Perang 4.0 USA vs. China

Perang dagang aplikasi teknologi ini bisa kita sebut dengan Perang 4.0, yakni perang hasil dari revolusi industry 4.0.

Perang 4.0 USA vs. China
Sumber gambar: antaranews.com

MONDAYREVIEW.COM – Peperangan merupakan hal yang akan kita temui dalam setiap masa dan peradaban. Bentuknya saja yang senantiasa berubah mengikuti perkembangan pemikiran manusia. Dahulu perang identic dengan adu fisik dan senjata. Perang melahirkan korban jiwa yang harus kehilangan nyawa. Banyak pula yang mengalami luka-luka akibat peperangan. Yang memenangkan perang berhak menawan yang kalah perang. Motif perang bermacam-macam, dari mulai ekonomi sampai harga diri.

Seiring dengan berkembangnya ilmu pengetahuan dan teknologi, senjata yang dipakai dalam peperangan terus berkembang. Jika dahulu seorang pandai besi membuat pedang, tombak dan perisai serta baju zirah untuk peperangan, sejak ditemukannya senjata api, maka orang berperang dengan pistol dan meriam. Kemudian ditemukanlah kendaraan, orang-orang beralih dari berjalan kaki menjadi berkendara. Lahirlah tank-tank berlapis baja yang digunakan sebagai kendaraan perang. Lahir pula pesawat tempur yang membawa bom untuk berperang.

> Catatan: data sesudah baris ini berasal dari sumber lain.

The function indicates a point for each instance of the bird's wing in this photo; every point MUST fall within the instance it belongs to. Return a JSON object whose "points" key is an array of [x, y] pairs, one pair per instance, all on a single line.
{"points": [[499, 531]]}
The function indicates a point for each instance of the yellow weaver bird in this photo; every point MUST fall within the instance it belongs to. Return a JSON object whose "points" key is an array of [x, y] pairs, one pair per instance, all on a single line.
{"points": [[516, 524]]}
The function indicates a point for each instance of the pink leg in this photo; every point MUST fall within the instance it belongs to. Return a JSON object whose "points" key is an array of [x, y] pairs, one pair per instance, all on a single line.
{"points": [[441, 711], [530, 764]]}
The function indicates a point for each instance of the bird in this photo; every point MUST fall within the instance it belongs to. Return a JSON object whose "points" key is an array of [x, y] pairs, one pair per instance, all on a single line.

Perang Dunia I dan II menjadi saksi bahwa kemajuan teknologi dapat hamper menghancurkan peradaban manusia. Bom atom yang akhirnya dijatuhkan di Hiroshima dan Nagasaki menjadi saksi bisu bagaimana teknologi nuklir dapat menjadi senjata pemusnah massal. Pasca perang dunia II, belum ada lagi perang secara massal yang terjadi di dunia. Namun bukan berarti tidak ada, konflik-konflik di beberapa regional dunia masih ada seperti di Timur Tengah dan Ukraina. Namun perkembangan zaman membuat perang hari ini tak hanya soal adu senjata, namun adu ekonomi, politik dan teknologi.

Peperangan secara ekonomi disebut dengan perang dagang, hal ini terjadi kepada dua negara adidaya, yakni Amerika Serikat dan China. Seiring dengan perkembangan teknologi, perang dagang pun berkembang tak hanya barang-barang konvensional, namun juga aplikasi teknologi. Aksi saling blokir pun tak terhindarkan. Perang dagang aplikasi teknologi ini bisa kita sebut dengan Perang 4.0, yakni perang hasil dari revolusi industry 4.0.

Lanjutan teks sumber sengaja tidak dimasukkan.